J. HALL: Look at the history of George Whitefield and of Jonathan Edwards.  Why, the ministry of Edwards burst upon the people as alarming as the trump of doom, terrible as the kindling of the last fires, while the preaching Whitefield came down upon the ears of the people like rain upon the new-mown grass. Depend upon it, Whitefield could never have preached that sermon, “Sinners in the hand of an angry God.” He would have been compelled to stop a hundred times in the course of the sermon to preach the love of Christ to sinners, and to shed tears over souls in peril of the wrath to come.

HOWEL HARRIS (1714-1773): I think I never saw the like of George Whitefield in some things; such as strong faith, brokenness of spirit, Catholic love, and true sympathy. Indeed, his tongue is like the pen of a ready writer to call sinners to Christ. And none are like the brethren John and Charles Wesley to press after holiness. I see every day that each has his peculiar gifts and talents in the work.

J. C. RYLE (1816-1900): A writer in the North British Review has well and forcibly described the difference between the two great English evangelists of the [18th] century: “Whitefield was soul, and Wesley was system. Whitefield was the summer cloud which burst at morning a fragrant exhalation over an ample trace, and took the rest of the day to gather again; Wesley was the polished conduit in the midst of the garden, through which the living water glided in pearly brightness and perennial music, the same vivid stream from day to day. All force and impetus, Whitefield was the powder-blast in the quarry, and by one explosive sermon would shake a district, and detach materials for other men’s long work; deft, neat, and painstaking, Wesley loved to split and trim each fragment into uniform polished stones. Whitefield was the bargeman or the wagoner who brought the timber of the house and Wesley was the architect who set it up. Whitefield had no patience for ecclesiastical polity, no aptitude for pastoral details; Wesley, with a leader-like propensity for building, was always constructing societies, and with a king-like craft of ruling, was most at home when presiding over a class or a conference.
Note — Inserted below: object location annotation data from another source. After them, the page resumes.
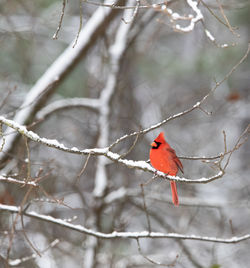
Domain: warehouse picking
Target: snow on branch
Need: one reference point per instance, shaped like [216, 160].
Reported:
[60, 68]
[15, 181]
[197, 105]
[122, 235]
[143, 165]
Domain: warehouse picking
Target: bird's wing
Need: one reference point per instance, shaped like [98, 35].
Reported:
[176, 159]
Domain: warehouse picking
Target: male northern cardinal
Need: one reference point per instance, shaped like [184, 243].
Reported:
[163, 158]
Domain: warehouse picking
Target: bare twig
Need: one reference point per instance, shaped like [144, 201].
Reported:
[124, 235]
[55, 36]
[145, 209]
[80, 24]
[33, 256]
[195, 106]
JOHN WESLEY (1703-1791): How wise is God in giving different preachers different talents!

GEORGE WHITEFIELD: Some have popular gifts fit for large auditories, others move best in a more contracted sphere, and may be exceedingly useful in the private societies.

JOHN LIVINGSTON (1603-1672): My gift was rather suited to simple common people, than to the learned and judicious auditors.

D. L. MOODY (1837-1899): I used to mourn because I couldn’t be an orator. I thought, ‘Oh, if I could only have the gift of speech like some men!’―I know perfectly well that, wherever I go and preach, there are many better preachers than I am―all that I can say is that the Lord uses me.

MARTYN LLOYD-JONES: The answer to this is simply―Be yourself! You are never meant to be anything but yourself…You are an individual made by God. These things are not accidental. There is great value in individuality.

C. H. SPURGEON: There is Divine Sovereignty in all this, and we must learn to recognize and admire it.